If the child can do these things, then it is time to move on. Slowly. The most important thing I've found is not a particularly curriculum, but the ability to break down each skill to its most basic steps and teach that skill a step at a time. Let's take adding for instance. First, the child must know that the numbers mean something, that they represent a specific amount, and that the child can count out that amount each time, moving the item from one pile to another. Then the child needs to practice counting out one pile of somethings, and then moving on to counting out a second pile of somethings. (Trust me, this is not always as straightforward as we would like to think it is.) Finally, once these two skills have been mastered, the final step is to combine the two piles and count it all out again for the answer. Once these skills are mastered, then learning how to write out the problem and answer is the next step. Often times I find that most curricula do not break things down quite enough, or give enough practice of each individual step, so I end up using the curriculum for a broad outline and tweaking it considerably. This is why it is so difficult when people ask me what curriculum I use for my more challenged children.

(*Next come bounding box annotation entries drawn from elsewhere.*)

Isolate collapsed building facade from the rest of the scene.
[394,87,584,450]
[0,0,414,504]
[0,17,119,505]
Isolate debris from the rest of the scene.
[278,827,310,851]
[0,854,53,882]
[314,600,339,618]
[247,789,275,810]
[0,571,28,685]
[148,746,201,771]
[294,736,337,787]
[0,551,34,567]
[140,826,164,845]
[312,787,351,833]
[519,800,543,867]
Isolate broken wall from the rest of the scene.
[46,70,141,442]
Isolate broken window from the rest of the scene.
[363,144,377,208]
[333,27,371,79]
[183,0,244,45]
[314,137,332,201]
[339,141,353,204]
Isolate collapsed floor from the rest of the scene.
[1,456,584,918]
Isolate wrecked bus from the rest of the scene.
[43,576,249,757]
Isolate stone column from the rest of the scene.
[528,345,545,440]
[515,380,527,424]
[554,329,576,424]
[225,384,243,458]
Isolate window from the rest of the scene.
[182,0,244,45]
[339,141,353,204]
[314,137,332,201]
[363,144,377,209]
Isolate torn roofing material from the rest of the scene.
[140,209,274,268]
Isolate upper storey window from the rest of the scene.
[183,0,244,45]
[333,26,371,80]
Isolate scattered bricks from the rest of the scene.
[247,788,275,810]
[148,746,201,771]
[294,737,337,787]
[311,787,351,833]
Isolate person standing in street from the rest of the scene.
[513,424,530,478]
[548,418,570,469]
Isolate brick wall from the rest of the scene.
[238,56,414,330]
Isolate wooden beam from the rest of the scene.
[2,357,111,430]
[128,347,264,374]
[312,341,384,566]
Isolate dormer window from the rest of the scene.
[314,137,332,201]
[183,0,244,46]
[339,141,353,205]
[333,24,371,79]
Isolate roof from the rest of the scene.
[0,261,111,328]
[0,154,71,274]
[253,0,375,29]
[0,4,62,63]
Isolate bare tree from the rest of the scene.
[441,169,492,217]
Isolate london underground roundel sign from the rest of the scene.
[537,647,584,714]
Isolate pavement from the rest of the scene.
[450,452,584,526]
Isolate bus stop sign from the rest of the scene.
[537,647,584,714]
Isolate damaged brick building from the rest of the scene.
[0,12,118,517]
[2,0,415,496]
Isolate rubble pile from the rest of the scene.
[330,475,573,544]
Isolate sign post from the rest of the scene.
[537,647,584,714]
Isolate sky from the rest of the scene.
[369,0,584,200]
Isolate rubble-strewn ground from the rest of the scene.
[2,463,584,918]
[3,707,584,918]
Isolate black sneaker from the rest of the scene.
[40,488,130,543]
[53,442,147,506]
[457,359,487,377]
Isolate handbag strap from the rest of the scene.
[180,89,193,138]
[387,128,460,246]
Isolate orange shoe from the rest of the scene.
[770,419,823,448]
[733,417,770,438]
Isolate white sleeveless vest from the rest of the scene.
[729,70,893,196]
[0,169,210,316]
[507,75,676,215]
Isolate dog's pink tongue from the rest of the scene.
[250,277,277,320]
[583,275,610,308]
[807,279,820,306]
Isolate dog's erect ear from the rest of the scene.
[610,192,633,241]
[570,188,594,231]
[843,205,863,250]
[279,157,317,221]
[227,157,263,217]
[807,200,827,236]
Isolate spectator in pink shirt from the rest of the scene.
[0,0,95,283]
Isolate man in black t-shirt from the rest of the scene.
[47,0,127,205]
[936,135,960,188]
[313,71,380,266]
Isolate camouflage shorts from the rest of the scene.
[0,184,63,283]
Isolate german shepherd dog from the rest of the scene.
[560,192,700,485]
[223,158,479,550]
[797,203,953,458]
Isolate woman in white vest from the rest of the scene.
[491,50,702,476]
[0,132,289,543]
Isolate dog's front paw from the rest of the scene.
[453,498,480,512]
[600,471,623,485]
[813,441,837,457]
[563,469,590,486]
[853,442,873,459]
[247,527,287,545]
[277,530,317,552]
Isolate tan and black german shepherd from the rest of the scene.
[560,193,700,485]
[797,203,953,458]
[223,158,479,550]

Really, there is no short answer to how to teach a child with intellectual delays. Each child is different, with different strengths and weaknesses. Each child has their own unique potential that we cannot know in advance. Our job is to be a student of our children. To watch them carefully to figure out what they know and how they think. Because our children are different, we cannot be reliant on premade curricula which cater to one 'average' child, but since there is no such thing as the 'average' child, actually serves no child completely. We must be willing to try different things, to experiment, to switch gears when needed, and to not give up. Our children are on a different time table than most. They may not be done learning the basics at 18... or 19 or 20 or 21. But that is okay. We have time. We have all the time our children need. We don't stop being parents when our children turn these ages. We do not have to move them out of our homes when they turn these ages. We can choose a different path. And remember, different is just different. It's not better or worse. So get rid of any time table that you think a child 'should' be learning on, and focus on what they are doing now. Remember to celebrate their successes, because often time they come as a result of far greater effort than most other children's. Remember they are children first, not a diagnosis or a label, but a beloved child who is just right as they are.

Comments

Katie Coons said…
Thanks for letting us catch a glimpse of your world here. I'm thankful R has someone with your experience to teach and walk beside her.